Fig. 6: Domain movements upon substrate binding.

Dimer structure of 50 ms (S) is superimposed on the core D4/D4 domains of the 50 ms (L) dimer by minimizing the root mean square deviation (RMSD) of the main-chain Cα positions. a RMSD values of Cα positions of the monomer (chain A) of the 50 ms (L) and (S) structures are plotted against the residue numbers. D2 (residues 9–91), D3 (residues 103–203), and D4 (residues 229–623) domains are indicated by blue, orange, and green bars, respectively, with residue numbers at both ends. Thin red lines indicates the average RMSD value (also mentioned in numbers) of each domain. Source data are provided as a Source Data file. b Array of dimers in the crystal lattice (thin gray line) is shown with the same color codes for each domain as indicated in panel (a), except for gray-colored domain D4, viewed in an orthoscopic manner with slight rotation (5°) around the a-axis.
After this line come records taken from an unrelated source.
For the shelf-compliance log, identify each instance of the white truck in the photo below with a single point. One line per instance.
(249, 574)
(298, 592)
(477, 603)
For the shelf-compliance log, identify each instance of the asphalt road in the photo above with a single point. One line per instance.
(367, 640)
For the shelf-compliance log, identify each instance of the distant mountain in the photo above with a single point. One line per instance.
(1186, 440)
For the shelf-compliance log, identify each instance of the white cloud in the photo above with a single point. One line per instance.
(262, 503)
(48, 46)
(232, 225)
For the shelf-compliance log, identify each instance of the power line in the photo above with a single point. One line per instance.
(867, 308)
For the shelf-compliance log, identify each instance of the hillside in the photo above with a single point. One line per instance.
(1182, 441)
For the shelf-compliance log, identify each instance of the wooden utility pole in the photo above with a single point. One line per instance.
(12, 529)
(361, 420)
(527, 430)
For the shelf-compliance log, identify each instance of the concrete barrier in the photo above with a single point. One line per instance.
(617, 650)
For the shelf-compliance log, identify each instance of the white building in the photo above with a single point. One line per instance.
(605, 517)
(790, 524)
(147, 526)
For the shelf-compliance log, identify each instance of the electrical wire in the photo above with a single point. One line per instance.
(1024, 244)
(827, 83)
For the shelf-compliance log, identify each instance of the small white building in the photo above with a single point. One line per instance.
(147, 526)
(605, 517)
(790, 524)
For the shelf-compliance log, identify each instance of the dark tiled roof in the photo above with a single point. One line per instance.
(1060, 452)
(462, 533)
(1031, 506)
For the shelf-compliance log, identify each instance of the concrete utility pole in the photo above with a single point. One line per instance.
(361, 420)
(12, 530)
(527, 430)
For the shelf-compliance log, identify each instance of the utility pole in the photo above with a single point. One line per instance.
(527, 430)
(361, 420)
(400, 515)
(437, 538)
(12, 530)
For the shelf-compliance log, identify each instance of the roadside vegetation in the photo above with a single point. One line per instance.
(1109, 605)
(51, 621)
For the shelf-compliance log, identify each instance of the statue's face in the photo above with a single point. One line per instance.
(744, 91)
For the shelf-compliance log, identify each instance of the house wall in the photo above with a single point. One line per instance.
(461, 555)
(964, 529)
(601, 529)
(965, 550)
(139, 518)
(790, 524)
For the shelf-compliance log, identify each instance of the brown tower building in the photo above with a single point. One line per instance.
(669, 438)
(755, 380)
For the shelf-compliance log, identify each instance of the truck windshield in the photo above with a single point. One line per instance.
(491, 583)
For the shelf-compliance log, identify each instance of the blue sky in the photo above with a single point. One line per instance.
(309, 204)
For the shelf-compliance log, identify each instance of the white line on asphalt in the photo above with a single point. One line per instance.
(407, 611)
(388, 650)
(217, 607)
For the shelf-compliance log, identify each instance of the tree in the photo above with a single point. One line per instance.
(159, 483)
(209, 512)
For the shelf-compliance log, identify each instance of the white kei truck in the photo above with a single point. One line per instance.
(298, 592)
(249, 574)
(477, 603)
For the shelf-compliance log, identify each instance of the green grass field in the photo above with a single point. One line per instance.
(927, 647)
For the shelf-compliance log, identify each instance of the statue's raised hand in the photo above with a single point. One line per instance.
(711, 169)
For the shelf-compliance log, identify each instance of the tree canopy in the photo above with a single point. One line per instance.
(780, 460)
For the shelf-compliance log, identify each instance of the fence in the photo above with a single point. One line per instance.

Four dimers in the unit cell are shown in darker colors. Small black arrows indicate the direction of the unit cell axes in the abc coordinate system. Enlarged window illustrates the movements of the D2 and D3 domains identified by comparing the 50 ms (L) and (S) structures. Two magenta arrows indicate the vectors of the mass center movements of D2 (blue; vector components: a = 0.139 Å, b = −0.053 Å, and c = 0.021 Å) and D3 (orange; a = −0.084 Å, b = −0.232 Å, and c = 0.0041 Å) against D4 (green) in the 50 ms (S) structure. To emphasize the moving direction, vector lengths are magnified by 40-fold at the mass centers calculated from the Cα positions of the domains. TPQ_psb (magenta spheres) and substrate-binding pocket (white surface) are also overlaid.